Suppose (xn) is a bounded sequence that does not converge. Show that (xn) has at least two subsequences that converge to different limits.

By the Bolzano-Weierstrass theorem there exists a subsequence of (xn) that converges. Delete that subsequence from (xn) and form a new sequence (xn1) with the remaining terms. (xn1) is bounded and hence has a convergent subsequence. If that subsequence converges to a different limit then we are done. If it does not, delete that subsequence from (xn1) and form a new sequence (xn2) with the remaining terms; ad infinitum. My argument is that not all of those subsequences can converge to the same limit, because the main sequence (xn) is not convergent.

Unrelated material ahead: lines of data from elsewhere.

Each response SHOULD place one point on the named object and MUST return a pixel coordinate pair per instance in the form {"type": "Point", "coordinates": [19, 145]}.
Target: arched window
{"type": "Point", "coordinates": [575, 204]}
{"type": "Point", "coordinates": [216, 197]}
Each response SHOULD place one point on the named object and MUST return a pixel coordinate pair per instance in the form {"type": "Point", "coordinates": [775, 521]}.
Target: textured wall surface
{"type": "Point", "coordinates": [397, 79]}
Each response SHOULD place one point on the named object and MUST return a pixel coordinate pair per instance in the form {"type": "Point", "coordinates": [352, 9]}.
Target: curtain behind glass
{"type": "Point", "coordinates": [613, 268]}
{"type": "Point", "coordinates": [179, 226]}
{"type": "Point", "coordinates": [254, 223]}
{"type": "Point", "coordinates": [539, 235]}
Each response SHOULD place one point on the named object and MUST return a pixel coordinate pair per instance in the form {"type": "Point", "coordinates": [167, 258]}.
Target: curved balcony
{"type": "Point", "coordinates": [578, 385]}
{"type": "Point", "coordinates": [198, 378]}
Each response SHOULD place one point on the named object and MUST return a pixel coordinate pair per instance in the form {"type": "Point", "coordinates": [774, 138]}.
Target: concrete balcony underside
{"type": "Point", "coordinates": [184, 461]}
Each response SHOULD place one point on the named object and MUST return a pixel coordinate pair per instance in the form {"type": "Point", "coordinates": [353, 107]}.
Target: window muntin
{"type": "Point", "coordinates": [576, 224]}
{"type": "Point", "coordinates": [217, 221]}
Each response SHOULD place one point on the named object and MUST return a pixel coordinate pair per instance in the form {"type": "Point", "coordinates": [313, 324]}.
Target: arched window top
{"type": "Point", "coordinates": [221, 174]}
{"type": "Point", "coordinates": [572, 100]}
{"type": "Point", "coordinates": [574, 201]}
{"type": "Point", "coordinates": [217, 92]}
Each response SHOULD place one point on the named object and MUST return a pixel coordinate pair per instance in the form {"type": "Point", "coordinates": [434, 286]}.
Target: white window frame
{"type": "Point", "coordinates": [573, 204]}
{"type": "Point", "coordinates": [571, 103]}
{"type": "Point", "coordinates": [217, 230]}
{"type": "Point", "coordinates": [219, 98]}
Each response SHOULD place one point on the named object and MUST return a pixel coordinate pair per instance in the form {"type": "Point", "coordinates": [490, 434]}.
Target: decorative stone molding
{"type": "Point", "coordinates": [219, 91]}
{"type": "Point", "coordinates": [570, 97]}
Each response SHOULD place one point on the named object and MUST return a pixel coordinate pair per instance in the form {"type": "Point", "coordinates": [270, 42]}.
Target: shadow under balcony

I dug up this problem while flipping through my old analysis book. What did I do wrong? I feel as though something is not right with this proof.

I found another proof:

There exists a convergent subsequence by B-W, converging to some number x. Since (xn) does not converge, it has a tail that is at least e>0 away from x. From that tail there exists another convergent subsequence which must be at least e away from x, hence there are two convergent subsequences.

Last edited: Jun 8, 2006
2. Jun 8, 2006

### matt grime

The problem is that you don't show that your algorithm ever terminates, indeed it might not: you might keep picking 'bad' subsequences. You would need to invoke some kind of axiom of choice argument to say that there is a maximal set of convergent subsequences converging to a given x.

The second proof is good though I'm not sure that I'd use the word 'tail', that sort of implies that all of the sequence after some point is e away from x. I'd say that there are infinitely many terms at least e away from x (or it'd converge), and these have a convergent subsequence.